Language change doesn’t have to result from a “need” for a new word. It can happen just because ppl choose to use a different word. And the developer of kbin is a Polish speaker. Maybe he chose “magazine” because the Polish word makes more sense to him than “community” (I know about the rifle pun. Wordplay works even better when there are multiple meanings)
Either way, my point is we currently have at least 4 words to describe these things (group, community, magazine, sublemmy). Users will coalesce on one or learn that they’re all synonymous and won’t even notice when someone uses a different term than they use
Yeah, language can be changed by a (conscious?) design decision. But whether that change is necessary is up to debate and just because you could doesn’t mean you should.
Some users will learn the terms and some won’t but what I mean is that it’s a hindrance either way. And defense isn’t “that’s language” the defense is “that’s my design vision”.
When I first arrived here, I assumed magazines = communities and made some flippant comment to that effect, only to be set straight by someone more knowledgeable. They essentially argued that magazines > communities on account of the fact that a hashtag within a magazine post is meaningful to kbin but not lemmy. So the different naming underscores that they are not, in fact, identical. Though to be fair, I haven’t seen a lot of posts with hashtags to date.
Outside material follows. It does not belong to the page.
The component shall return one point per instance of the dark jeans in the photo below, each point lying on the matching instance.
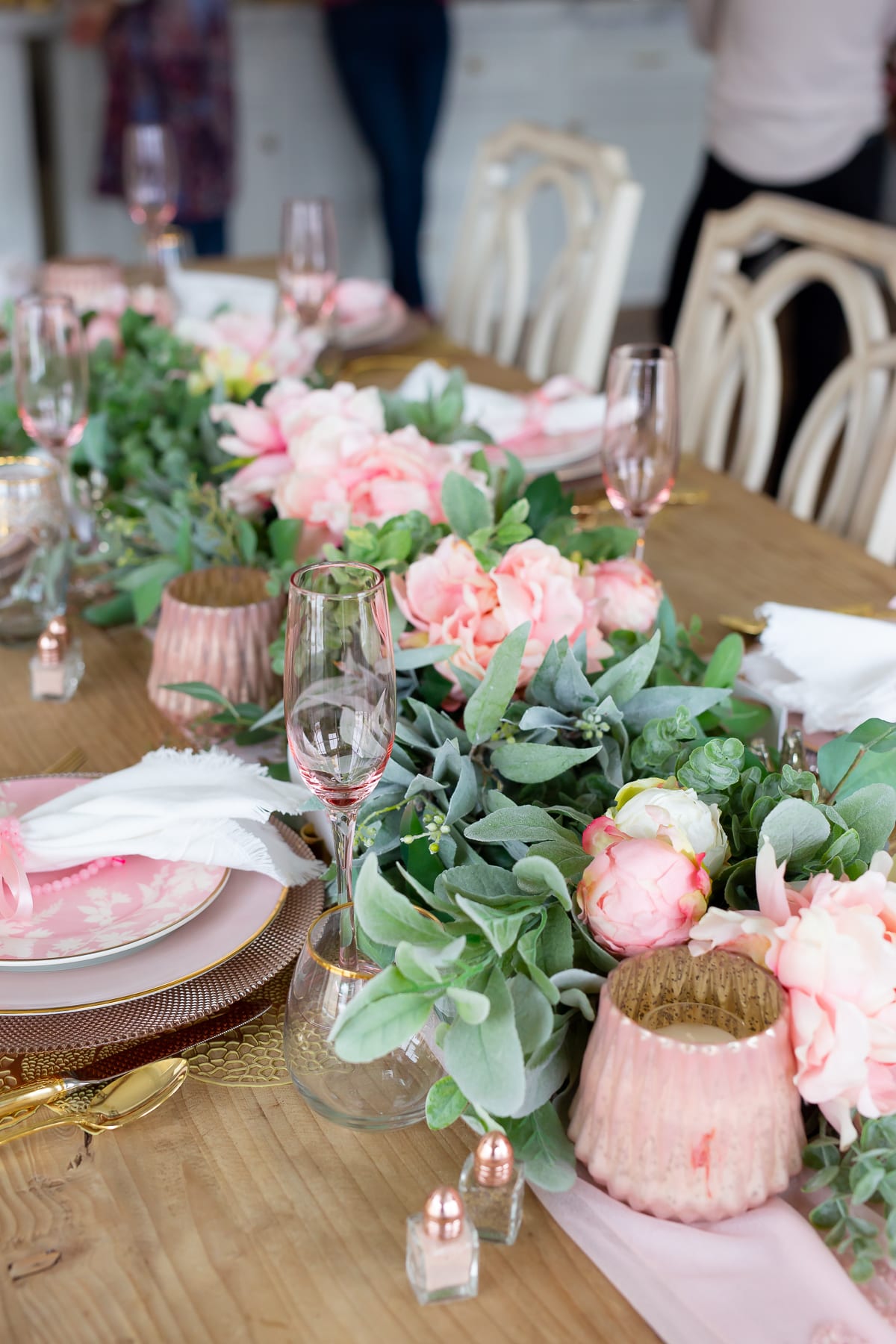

if you setup tags for a magazine on kbin, posts being published in the fediverse with those tags end up in the
Microblog
section. just check it.I believe this only works on Kbin though, not Lemmy
Yes I’ll correct my post
If we’re taking a vote, I think “Magazine” is a dumb name. I saw that and had no idea what it was supposed to be.
Honestly, this specific post is the first I am realizing that “Magazine” is the equivalent of a subreddit.
Edit: if I’m being honest, I thought Community was a dumb name too.
Well, both of them are much more sensical at a glance than “subreddit.” Subreddit only makes sense because of how long we’ve been using the term, if you came to it without prior knowledge it’d be hard to figure out the meaning.
I do agree that “magazine” is pretty terrible, though. There’s no meaningful analogy between what we’re doing here (threaded conversations on a particular topic) and what’s in a magazine. “Community” isn’t terrible, IMO, if it comes down to it I’d much prefer that one.
If I remember correctly subreddits actually used to be just “reddits”.
Yup. When Reddit launched it was just front page, now known as the (closed down) r/reddit.com. The second they opened was nsfw, third was politics.
Subreddits were launched three years later when they allowed users to start creating their own reddits on reddit - aka sub-reddits.